Last Tuesday, Blake Snell self-reported that he had agreed to a contract with the Los Angeles Dodgers by posting a picture of himself in a Dodger uniform on his Instagram account.
Jeff Passan and Jorge Castillo of ESPN then confirmed the report and included dollar figures, stating that the deal is for five years and $182 million. The move bolsters a Dodgers pitching rotation that was held together with baling wire and glue through two rounds of playoffs and the World Series. The Dodgers actually employed a bullpen game in Game 4 of the Fall Classic and were potentially prepared to do it again in Game 6.
As Daniel Epstein reported here at Forbes.com, as of now, the Dodgers 2025 rotation will consist of Snell, Snell’s former Rays teammate Tyler Glasnow, Shohei Ohtani, who should be good to go early in the season after recovering from (some sort of) elbow surgery, Japanese sensation Yoshinobu Yamamoto, stalwart Clayton Kershaw (coming off two surgeries), potentially another Japanese sensation Rōki Sasaki (if the rumors are to be believed), maybe Dustin May (recovering from an esophageal tear), and any mixture of Tony Gonsolin, Michael Grove, Ben Casparius, and Bobby Miller. The signing of Snell, however, probably forecloses World Series hero Walker Buehler from returning to the club as a free agent.
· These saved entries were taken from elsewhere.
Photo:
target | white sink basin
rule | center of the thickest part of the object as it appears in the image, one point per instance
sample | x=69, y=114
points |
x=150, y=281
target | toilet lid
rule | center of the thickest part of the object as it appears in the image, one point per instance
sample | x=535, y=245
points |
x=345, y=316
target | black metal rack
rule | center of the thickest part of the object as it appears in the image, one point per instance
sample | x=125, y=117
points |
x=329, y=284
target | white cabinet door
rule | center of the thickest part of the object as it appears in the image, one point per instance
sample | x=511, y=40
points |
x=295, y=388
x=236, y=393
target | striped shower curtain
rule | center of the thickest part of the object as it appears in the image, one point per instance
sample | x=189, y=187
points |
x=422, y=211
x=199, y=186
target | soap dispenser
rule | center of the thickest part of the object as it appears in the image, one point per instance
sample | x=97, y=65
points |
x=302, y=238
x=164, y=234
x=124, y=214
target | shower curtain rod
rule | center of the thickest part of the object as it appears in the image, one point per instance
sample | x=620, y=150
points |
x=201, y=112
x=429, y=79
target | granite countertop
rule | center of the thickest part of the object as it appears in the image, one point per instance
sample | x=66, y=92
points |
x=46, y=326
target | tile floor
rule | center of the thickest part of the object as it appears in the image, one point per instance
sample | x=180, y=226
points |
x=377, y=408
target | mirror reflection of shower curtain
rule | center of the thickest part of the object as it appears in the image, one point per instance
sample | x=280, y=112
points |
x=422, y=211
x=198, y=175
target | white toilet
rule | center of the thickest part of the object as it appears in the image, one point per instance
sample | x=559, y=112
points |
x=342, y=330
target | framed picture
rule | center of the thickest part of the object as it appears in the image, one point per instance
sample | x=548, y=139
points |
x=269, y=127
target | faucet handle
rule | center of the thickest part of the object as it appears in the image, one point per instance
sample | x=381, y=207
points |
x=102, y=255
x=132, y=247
As has been widely covered, Snell’s 2023-24 free agency didn’t go as planned. Early reports were that Snell and his agent, Scott Boras, were looking for a long-term deal in the neighborhood of $270 million, which would have outpaced the seven-year, $245 million deal Boras negotiated for Stephen Strasburg in 2019, but which would have paled in comparison to the nine-year, $324 million deal he got for Gerrit Cole in 2020. When asked about those lofty expectations during this year’s playoffs, Boras scoffed and told me that he never had his (or Snell’s) sights set that high.
In the end, just prior to the end of spring training last season, Snell signed a two-year, $62 million contract with the San Francisco Giants that included an opt-out after year one. Snell took home $32 million ($17 million signing bonus + $15 million in salary) and walked away from the remaining $30 million. The exact financial terms of the new deal with the Dodgers are not yet official, but a league source states that there is a $52 million signing bonus, which offsets what Jon Heyman has reported is a $65 million deferral. Accordingly, the deal is worth roughly $170 million in present-day value, meaning the hit to the Dodgers is only about $32.4 million per year for competitive balance tax purposes.